Charles Norman Shay, a Penobscot Native American and decorated U.S. Army medic who, as a 19-year-old on D-Day, repeatedly plunged into the surf at Omaha Beach to carry wounded soldiers to safety, died Wednesday at 101. He passed away peacefully at his home in Bretteville-L’Orgueilleuse, Normandy, his longtime friend and carer Marie-Pascale Legrand said.
A native of Indian Island, Maine, Shay received the Silver Star for his actions on June 6, 1944, and France’s highest honor, the Legion of Honor, in 2007. He had lived in France since 2018 to remain close to the Normandy shores where nearly 160,000 Allied troops landed and where he felt he could honor the men who died there. “I will die here,” he told CBS News in 2019, saying he believed he could “talk with the souls of the men that are still wandering on the beach here.”
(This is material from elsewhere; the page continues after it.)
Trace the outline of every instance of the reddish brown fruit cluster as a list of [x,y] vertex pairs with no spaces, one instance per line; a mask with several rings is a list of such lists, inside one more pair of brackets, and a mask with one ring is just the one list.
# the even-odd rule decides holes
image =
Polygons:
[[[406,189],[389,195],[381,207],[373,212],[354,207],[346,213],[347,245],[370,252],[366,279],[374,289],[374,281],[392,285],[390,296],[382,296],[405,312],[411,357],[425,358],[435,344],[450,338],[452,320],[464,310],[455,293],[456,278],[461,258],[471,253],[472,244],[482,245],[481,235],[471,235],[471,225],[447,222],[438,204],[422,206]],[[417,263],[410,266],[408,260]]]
On D-Day, amid mortars and artillery, Shay watched men in his landing craft cut down when the ramp fell and saw many wounded unable to escape the tide. He later described being ready to give his life but focused on his duty as a medic: “I had been given a job, and the way I looked at it, it was up to me to complete my job.” After a night spent exhausted in a grove above the beach, surrounded by the dead, he continued rescuing wounded for weeks before moving with American forces into eastern France and Germany. He was captured in March 1945 and liberated a few weeks later.
After World War II, Shay reenlisted partly because conditions for Native Americans in Maine—where reservation residents were not allowed to vote until 1954—remained dire. He served again as a medic in the Korean War, took part in U.S. nuclear testing in the Marshall Islands, and later worked at the International Atomic Energy Agency in Vienna.
For more than six decades Shay rarely spoke of his wartime experiences. He began attending D-Day commemorations in 2007 and in later years became a regular witness and advocate for remembrance and peace. He performed a traditional sage-burning on a bluff above Omaha Beach in memory of the fallen; a monument bearing his name stands nearby. On June 6, 2022, he entrusted the remembrance ceremony to Julia Kelly, a Crow veteran, and voiced sorrow at the return of war to Europe, saying the conflict in Ukraine was “a very sad situation.”
The Charles Shay Memorial group, which honors roughly 500 Native Americans who landed on Normandy’s beaches, posted that Shay “has returned home to the Creator and the Spirit World,” remembering him as “an incredibly loving father, grandfather, father-in-law, and uncle, a hero to many” whose legacy is “love, service, courage, spirit, duty and family.” Legrand said Shay died surrounded by loved ones.